Montañés ou Martínez Montañés (Juan) (suite)
Les retables sont parfois des compositions modestes, qui constituent un cadre pour la niche où est placée la statue du titulaire. On aura de bons exemples de cette formule avec les quatre retables latéraux (1625-1630) de l’église conventuelle de Santa Clara de Séville, dédiés à l’Immaculée Conception, à saint François, à saint Jean l’Évangéliste et à saint Jean-Baptiste. Lorsque le retable est destiné au maître-autel, il forme un ensemble monumental, qui combine, en plusieurs registres et en plusieurs corps, des sculptures en ronde bosse dans des niches, des bas-reliefs et même des peintures. L’exemple le plus représentatif est celui de San Isidoro del Campo de Santiponce (1609-1613), avec les statues des deux saints Jean et quatre bas-reliefs, dont l’élément le plus impressionnant demeure un saint Jérôme agenouillé, vu de profil sur le bas-relief du fond.
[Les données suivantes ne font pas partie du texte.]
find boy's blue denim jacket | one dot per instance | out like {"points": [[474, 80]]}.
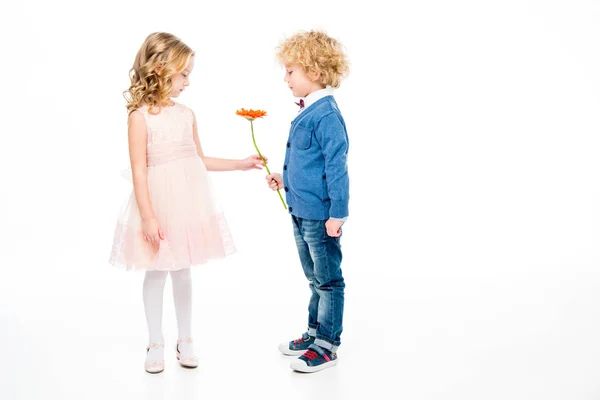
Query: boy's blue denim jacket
{"points": [[315, 173]]}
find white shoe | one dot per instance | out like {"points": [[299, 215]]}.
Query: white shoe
{"points": [[186, 358], [155, 358], [314, 359]]}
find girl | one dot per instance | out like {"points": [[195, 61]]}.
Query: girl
{"points": [[171, 221]]}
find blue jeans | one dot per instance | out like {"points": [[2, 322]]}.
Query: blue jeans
{"points": [[321, 257]]}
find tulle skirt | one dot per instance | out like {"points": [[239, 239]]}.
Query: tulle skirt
{"points": [[182, 199]]}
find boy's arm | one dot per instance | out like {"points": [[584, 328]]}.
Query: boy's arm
{"points": [[331, 135]]}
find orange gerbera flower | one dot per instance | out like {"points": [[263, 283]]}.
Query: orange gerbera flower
{"points": [[251, 115]]}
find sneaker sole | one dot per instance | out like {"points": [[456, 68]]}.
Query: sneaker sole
{"points": [[301, 366], [285, 349]]}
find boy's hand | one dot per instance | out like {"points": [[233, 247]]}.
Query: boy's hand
{"points": [[333, 227], [275, 181]]}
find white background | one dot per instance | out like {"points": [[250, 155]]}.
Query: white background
{"points": [[471, 252]]}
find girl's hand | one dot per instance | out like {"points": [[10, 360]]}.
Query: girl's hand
{"points": [[151, 231], [252, 162]]}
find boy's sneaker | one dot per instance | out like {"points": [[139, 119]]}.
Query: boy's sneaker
{"points": [[314, 359], [297, 347]]}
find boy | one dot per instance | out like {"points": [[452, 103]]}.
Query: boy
{"points": [[315, 179]]}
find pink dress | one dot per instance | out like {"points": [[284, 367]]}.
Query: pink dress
{"points": [[182, 199]]}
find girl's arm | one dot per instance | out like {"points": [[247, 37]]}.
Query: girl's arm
{"points": [[138, 141], [222, 164]]}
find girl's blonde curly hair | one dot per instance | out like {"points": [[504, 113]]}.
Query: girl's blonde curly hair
{"points": [[317, 53], [161, 55]]}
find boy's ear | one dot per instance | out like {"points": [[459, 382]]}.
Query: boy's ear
{"points": [[313, 75]]}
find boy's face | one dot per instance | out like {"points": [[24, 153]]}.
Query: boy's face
{"points": [[299, 82]]}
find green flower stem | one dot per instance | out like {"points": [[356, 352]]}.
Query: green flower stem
{"points": [[264, 162]]}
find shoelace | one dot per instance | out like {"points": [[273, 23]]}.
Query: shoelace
{"points": [[311, 355], [301, 340]]}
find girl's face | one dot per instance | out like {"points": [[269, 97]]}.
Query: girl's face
{"points": [[181, 79]]}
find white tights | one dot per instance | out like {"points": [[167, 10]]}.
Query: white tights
{"points": [[154, 285]]}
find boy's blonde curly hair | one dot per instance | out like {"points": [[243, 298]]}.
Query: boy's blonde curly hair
{"points": [[161, 55], [317, 53]]}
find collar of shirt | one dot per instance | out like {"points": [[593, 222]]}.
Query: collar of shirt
{"points": [[314, 96]]}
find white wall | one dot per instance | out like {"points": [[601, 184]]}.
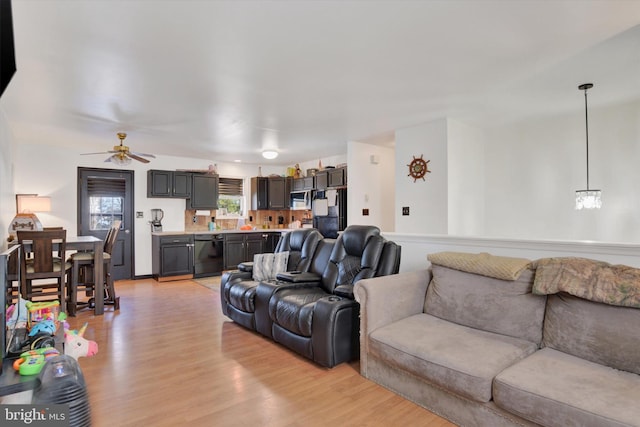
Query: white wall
{"points": [[7, 195], [428, 199], [371, 185], [533, 170], [466, 192]]}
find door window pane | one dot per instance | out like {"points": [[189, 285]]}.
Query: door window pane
{"points": [[103, 210]]}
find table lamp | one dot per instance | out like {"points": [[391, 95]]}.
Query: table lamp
{"points": [[26, 206]]}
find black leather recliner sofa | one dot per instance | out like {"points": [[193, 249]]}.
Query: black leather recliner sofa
{"points": [[314, 313], [238, 289]]}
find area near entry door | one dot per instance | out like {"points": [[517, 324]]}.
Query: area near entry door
{"points": [[104, 196]]}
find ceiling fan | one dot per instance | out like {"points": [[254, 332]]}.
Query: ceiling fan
{"points": [[121, 154]]}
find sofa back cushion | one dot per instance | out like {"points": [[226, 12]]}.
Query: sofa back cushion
{"points": [[505, 307], [601, 333]]}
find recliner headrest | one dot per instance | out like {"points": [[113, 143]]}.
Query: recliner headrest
{"points": [[355, 237]]}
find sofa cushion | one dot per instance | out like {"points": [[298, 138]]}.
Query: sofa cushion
{"points": [[242, 295], [601, 333], [501, 306], [293, 309], [267, 266], [556, 389], [461, 359]]}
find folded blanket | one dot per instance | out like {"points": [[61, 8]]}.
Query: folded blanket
{"points": [[589, 279], [484, 264]]}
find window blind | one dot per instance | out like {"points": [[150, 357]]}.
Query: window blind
{"points": [[230, 186], [98, 186]]}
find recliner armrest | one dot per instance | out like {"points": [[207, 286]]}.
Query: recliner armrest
{"points": [[246, 266], [298, 276], [345, 291]]}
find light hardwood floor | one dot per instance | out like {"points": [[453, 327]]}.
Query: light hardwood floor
{"points": [[169, 357]]}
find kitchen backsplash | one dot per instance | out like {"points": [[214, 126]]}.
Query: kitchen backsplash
{"points": [[260, 219]]}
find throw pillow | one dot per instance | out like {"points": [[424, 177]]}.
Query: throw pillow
{"points": [[267, 266]]}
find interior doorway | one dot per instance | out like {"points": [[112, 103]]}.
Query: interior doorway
{"points": [[106, 195]]}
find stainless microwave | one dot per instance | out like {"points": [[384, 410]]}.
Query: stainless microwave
{"points": [[300, 200]]}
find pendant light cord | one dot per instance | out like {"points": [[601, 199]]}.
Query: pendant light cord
{"points": [[586, 121]]}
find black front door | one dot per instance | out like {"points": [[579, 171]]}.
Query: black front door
{"points": [[105, 195]]}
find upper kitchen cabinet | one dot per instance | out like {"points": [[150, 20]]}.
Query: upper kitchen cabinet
{"points": [[302, 184], [322, 180], [270, 193], [259, 193], [337, 177], [277, 193], [168, 184], [204, 192]]}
On citera également les retables majeurs de l’église paroissiale de San Miguel à Jerez de la Frontera (1617), du couvent de Santa Clara, déjà cité (1621-1626), et de l’église paroissiale sévillane de San Lorenzo (1632).
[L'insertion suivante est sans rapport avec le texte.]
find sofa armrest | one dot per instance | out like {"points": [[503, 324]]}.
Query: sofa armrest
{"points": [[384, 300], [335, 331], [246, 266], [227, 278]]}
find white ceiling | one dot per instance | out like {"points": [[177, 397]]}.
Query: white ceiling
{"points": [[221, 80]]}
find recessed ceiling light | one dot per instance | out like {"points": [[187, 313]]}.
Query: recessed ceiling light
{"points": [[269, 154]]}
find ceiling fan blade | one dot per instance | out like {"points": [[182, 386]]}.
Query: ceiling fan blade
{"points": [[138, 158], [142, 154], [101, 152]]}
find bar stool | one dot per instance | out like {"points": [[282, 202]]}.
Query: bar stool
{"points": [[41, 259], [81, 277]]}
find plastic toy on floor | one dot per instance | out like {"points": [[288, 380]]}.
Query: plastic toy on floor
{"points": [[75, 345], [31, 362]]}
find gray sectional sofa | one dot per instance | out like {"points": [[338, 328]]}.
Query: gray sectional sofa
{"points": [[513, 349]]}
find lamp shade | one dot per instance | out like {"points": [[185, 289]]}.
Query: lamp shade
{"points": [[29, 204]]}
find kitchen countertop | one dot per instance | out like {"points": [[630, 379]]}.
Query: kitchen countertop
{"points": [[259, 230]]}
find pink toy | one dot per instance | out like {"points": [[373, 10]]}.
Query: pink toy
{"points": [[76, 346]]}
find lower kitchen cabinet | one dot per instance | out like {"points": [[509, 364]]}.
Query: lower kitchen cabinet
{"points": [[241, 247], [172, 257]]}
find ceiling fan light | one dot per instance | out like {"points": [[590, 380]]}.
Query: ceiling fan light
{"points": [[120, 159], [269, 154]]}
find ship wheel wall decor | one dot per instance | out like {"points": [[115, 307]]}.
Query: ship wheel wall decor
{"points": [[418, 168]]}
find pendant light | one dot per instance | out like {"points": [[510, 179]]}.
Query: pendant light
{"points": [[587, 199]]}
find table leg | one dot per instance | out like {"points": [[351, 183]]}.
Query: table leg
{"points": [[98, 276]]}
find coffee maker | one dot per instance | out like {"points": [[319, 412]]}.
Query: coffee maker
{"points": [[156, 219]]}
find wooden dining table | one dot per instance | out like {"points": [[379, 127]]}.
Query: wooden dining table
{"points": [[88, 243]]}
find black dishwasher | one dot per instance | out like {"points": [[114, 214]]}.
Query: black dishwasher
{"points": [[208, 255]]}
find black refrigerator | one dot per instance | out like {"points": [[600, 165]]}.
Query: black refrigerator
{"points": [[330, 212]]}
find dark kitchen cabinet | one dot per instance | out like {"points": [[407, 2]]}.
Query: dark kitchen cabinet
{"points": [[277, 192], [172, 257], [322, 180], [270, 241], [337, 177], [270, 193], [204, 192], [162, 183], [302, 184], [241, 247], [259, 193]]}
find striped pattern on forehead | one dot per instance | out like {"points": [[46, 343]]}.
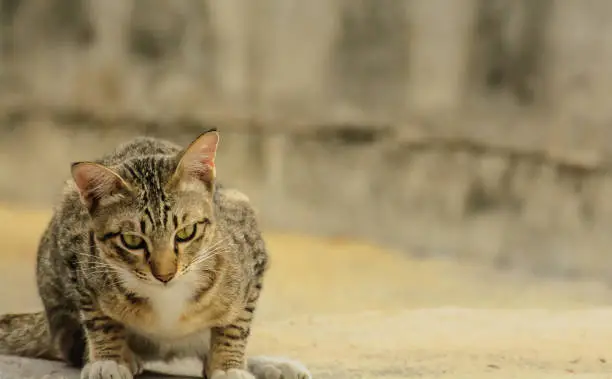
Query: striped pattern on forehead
{"points": [[150, 174]]}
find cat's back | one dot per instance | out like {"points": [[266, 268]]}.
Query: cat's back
{"points": [[139, 147]]}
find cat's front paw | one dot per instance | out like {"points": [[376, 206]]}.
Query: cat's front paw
{"points": [[231, 374], [277, 368], [106, 369]]}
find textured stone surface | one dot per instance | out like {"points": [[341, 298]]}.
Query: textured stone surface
{"points": [[351, 310]]}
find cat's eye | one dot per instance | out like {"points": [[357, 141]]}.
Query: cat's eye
{"points": [[187, 233], [132, 241]]}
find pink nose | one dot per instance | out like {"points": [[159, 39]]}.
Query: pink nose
{"points": [[164, 277]]}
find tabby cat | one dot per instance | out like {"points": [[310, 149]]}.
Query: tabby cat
{"points": [[148, 258]]}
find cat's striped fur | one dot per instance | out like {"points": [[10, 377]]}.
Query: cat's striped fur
{"points": [[111, 304]]}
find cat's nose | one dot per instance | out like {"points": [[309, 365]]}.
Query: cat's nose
{"points": [[164, 277]]}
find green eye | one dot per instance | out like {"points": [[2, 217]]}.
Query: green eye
{"points": [[132, 241], [186, 234]]}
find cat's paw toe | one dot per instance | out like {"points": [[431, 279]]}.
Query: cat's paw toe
{"points": [[106, 370], [232, 374], [278, 368]]}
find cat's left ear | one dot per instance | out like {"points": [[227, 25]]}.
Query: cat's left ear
{"points": [[197, 161]]}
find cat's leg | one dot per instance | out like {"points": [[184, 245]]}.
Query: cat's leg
{"points": [[226, 358], [108, 353], [265, 367]]}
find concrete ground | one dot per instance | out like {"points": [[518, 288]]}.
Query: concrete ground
{"points": [[350, 310]]}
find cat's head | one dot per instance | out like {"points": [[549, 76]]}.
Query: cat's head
{"points": [[153, 215]]}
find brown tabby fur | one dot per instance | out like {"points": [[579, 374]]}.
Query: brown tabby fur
{"points": [[110, 308]]}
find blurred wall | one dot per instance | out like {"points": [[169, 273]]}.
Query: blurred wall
{"points": [[478, 129]]}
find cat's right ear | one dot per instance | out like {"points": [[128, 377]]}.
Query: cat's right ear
{"points": [[96, 182]]}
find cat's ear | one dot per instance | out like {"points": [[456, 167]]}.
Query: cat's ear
{"points": [[197, 161], [96, 182]]}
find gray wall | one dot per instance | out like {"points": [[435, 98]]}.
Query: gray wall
{"points": [[477, 129]]}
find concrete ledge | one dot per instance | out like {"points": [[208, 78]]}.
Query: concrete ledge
{"points": [[424, 343]]}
Ce sont les statues — statues de retables et statues isolées — qui offrent le témoignage le plus fidèle du génie de Martínez Montañés. Parti du maniérisme, le sculpteur aboutit au baroque, mais, par ailleurs, il posséda une si parfaite connaissance du corps humain qu’on a pu qualifier son art de réaliste. Cette richesse d’expression stylistique trouva son unité dans un tempérament d’artiste exceptionnellement puissant, qui sut équilibrer les diverses tendances. Son réalisme fut tempéré par la noblesse classique et l’élégance maniériste ; une dignité naturelle lui fit éviter les outrances auxquelles conduisait fréquemment un art aussi populaire que le sien. À l’Espagne* du temps, qui vivait intensément la réforme religieuse du concile de Trente, il offrit une sculpture de dévotion riche de vie, mais en même temps pleine de retenue et de concentration intérieure.
Le rayonnement de Martínez Montañés fut immense. Les peintres autant que les sculpteurs (tels Juan de Mesa et A. Cano*) admirèrent et imitèrent ses créations iconographiques, tour à tour poignantes (Christ de la Clémence, 1603-1606), ingénues et charmantes (Enfant-Jésus tendant les bras, 1607), graves et belles (Immaculée Conception, 1628-1631). Ces trois œuvres appartiennent à la cathédrale de Séville. Nul mieux que Montañés ne mérita le nom de dios de la madera (dieu du bois) que lui donnèrent ses contemporains.
M. D.
M. E. Gómez Moreno, Juan Martínez Montañés (Barcelone, 1942). / J. Hernández Díaz, Juan Martínez Montañés (Madrid, 1949) ; El Maestro imaginero Juan Martínez Montañés a los cuatrocientos años (Santander, 1968).